They come seeking help - things like food, clothing, a little extra to make the rent payment, even money to buy insulin and nitroglycerin - and sometimes they are turned away.

A slumping economy and a sharp decline in cash donations to the Salvation Army of Hill County over the past several months has seriously undermined the organization's ability to help the community's least fortunate, corps officer Ralph Guthrie said Wednesday. Money for the organization's assistance program is rapidly approaching the red, he said.

Since June, Guthrie has had to turn away more than 100 people asking for help, with requests such as a bus ticket to visit a sick family member or some help paying utility bills.

"When you have to turn them down because you don't have the money to help them - that's what hurts," said Guthrie. "When there's someone you know has a job and is working, but just can't cover all their bills making minimum wage - it hurts."

The number of people seeking assistance has risen slightly, but the resources available to help them has dropped, Guthrie said. The reason lies in sharply declining donations received through "mail appeal" letters - semi-monthly bulletins sent to county residents.

"Since June, more than 100 people were turned away because of lack of funding," he said. "If our mail appeal donations had not dropped off, we would have had ample funds to assist them."

The letters fund the assistance program for the Salvation Army, which pays for things like gas vouchers, meals, motel rooms during emergencies, bus tickets, and rent payments for the community's neediest residents.

The average return on the letters has fallen from about $1,200 every two months during drives earlier this year to just $200 in June and August, Guthrie said.

"I don't want to say that we don't receive generous donations, because all donations are generous. But they're not coming in right now," Guthrie said. "At all."

The Salvation Army of Hill County raises money in three ways - selling donated items in the store, collecting change in red kettles during Christmas season, and the mail appeal letters.

The kettle fund-raiser typically goes well, Guthrie said - last year it brought in $22,000. The majority of the money was used to buy toys for children of at-risk families and provide holiday meals for the poor. The remaining $1,000 went to the assistance program - enough to fund about one month's worth of requests, Guthrie said.

The Salvation Army store in Havre also generates a fair amount of money, Guthrie said. The revenues are used to maintain the building and pay utility bills and employee wages, Guthrie said. The store carries the rest of the operation, he said.

"If it wasn't for our store, we would be in dire straits," he said, "severe dire straits."

The money left over from the store after operating costs goes to the assistance program, Guthrie said, though the money is less than the mail appeal letters used to raise.

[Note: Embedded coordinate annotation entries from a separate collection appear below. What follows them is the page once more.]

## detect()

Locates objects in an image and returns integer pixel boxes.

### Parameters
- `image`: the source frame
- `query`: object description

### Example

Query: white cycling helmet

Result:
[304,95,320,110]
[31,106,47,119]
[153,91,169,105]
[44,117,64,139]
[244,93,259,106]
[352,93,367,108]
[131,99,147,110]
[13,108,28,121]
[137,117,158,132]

The letters are the bread and butter of the program, he said, adding that the drop in donations has stretched the program thin.

"This is by far the worst it's been since I've been here." said Guthrie, who along with his wife, Peggy, has served the Salvation Army of Hill County for three years. "If we don't do something now, we are going to be in the hurting status."

Guthrie attributes the decline in mail appeal donations to a weak economy.

"It's something we're hearing from all over," he said. "People just have less money to give. But there are still people out there that need help desperately. We're usually their last resort. Normally when people come to us, they have exhausted their other sources. We're their last hope."